Technik: Labor für das Krankenhaus der Zukunft

19.07.2013
Foto: OP-Saal

Automatische Dokumentation mithilfe von RFID-Funkchips sowie ein mobiler OP-Tisch, der weniger Umbettungen erfordert, entlasten das OP-Personal; © Markus Steur/Fraunhofer

Mit der Eröffnung des „Hospital Engineering Labors“ im Fraunhofer-inHaus-Zentrum in Duisburg gibt es jetzt eine Forschungs- und Kooperationsplattform, in der erprobt wird, wie sich Kliniken aufstellen und organisieren müssen – für eine effiziente und wettbewerbsfähige Zukunft.

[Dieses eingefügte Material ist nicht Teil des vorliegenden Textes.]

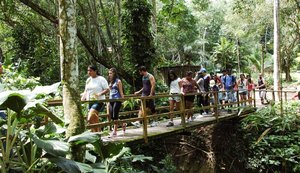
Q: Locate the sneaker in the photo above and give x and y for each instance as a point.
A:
(112, 135)
(193, 118)
(153, 124)
(136, 124)
(170, 123)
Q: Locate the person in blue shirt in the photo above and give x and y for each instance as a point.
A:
(228, 82)
(2, 112)
(116, 92)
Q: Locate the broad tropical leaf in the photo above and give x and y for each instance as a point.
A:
(53, 147)
(71, 166)
(86, 137)
(13, 100)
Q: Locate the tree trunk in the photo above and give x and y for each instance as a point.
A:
(287, 70)
(70, 74)
(262, 71)
(276, 72)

Jedes fünfte Krankenhaus steckt in den roten Zahlen. Wachsende Defizite aber können die Wenigsten auf Dauer verkraften. Es gilt, dem wirtschaftlichen Druck standzuhalten und zugleich die Versorgungsqualität der Patienten sicherzustellen. Um das zu erreichen, müssen Kliniken ihre Behandlungsabläufe verbessern, unnötige Kosten minimieren und Lösungen für das Personal- und Materialmanagement überarbeiten. Das ist einfacher gesagt als getan, denn die Leistungsfähigkeit eines Krankenhauses beruht auf mehreren Faktoren: der medizinischen Expertise, effizienten Hightech-Systemen und eng verzahnten Abläufen zwischen Verwaltung, Stationen, Ärzten und Zulieferern, beispielsweise für medizinische Produkte oder Lebensmittel.

Nach mehrmonatiger Bauzeit startet nun das „Hospital Engineering Labor“ im Duisburger Fraunhofer-inHaus-Zentrum. Federführend sind die vier Fraunhofer-Institute aus dem Ruhrgebiet – für Mikroelektronische Schaltungen und Systeme IMS in Duisburg, für Umwelt-, Sicherheits- und Energietechnik UMSICHT in Oberhausen, für Materialfluss und Logistik IML in Dortmund sowie das projektleitende Fraunhofer-Institut für Software- und Systemtechnik ISST in Dortmund. Zusammen mit derzeit mehr als 80 Industrie-, Netzwerk- und Wissenschaftspartnern bündeln die dortigen Healthcare-Experten ihr Know-how mit dem Ziel, durch Hospital Engineering brachliegendes Innovationspotential zu mobilisieren und die großen Kostenblöcke im Klinikbetrieb in den Griff zu bekommen. „Wir wollen im gesamten Prozessgeschehen einer Klinik unnötige Kosten vermeiden und durch intelligente Technik eine höhere Versorgungsqualität und Kosteneffizienz erreichen“, sagt Doktor Wolfgang Deiters.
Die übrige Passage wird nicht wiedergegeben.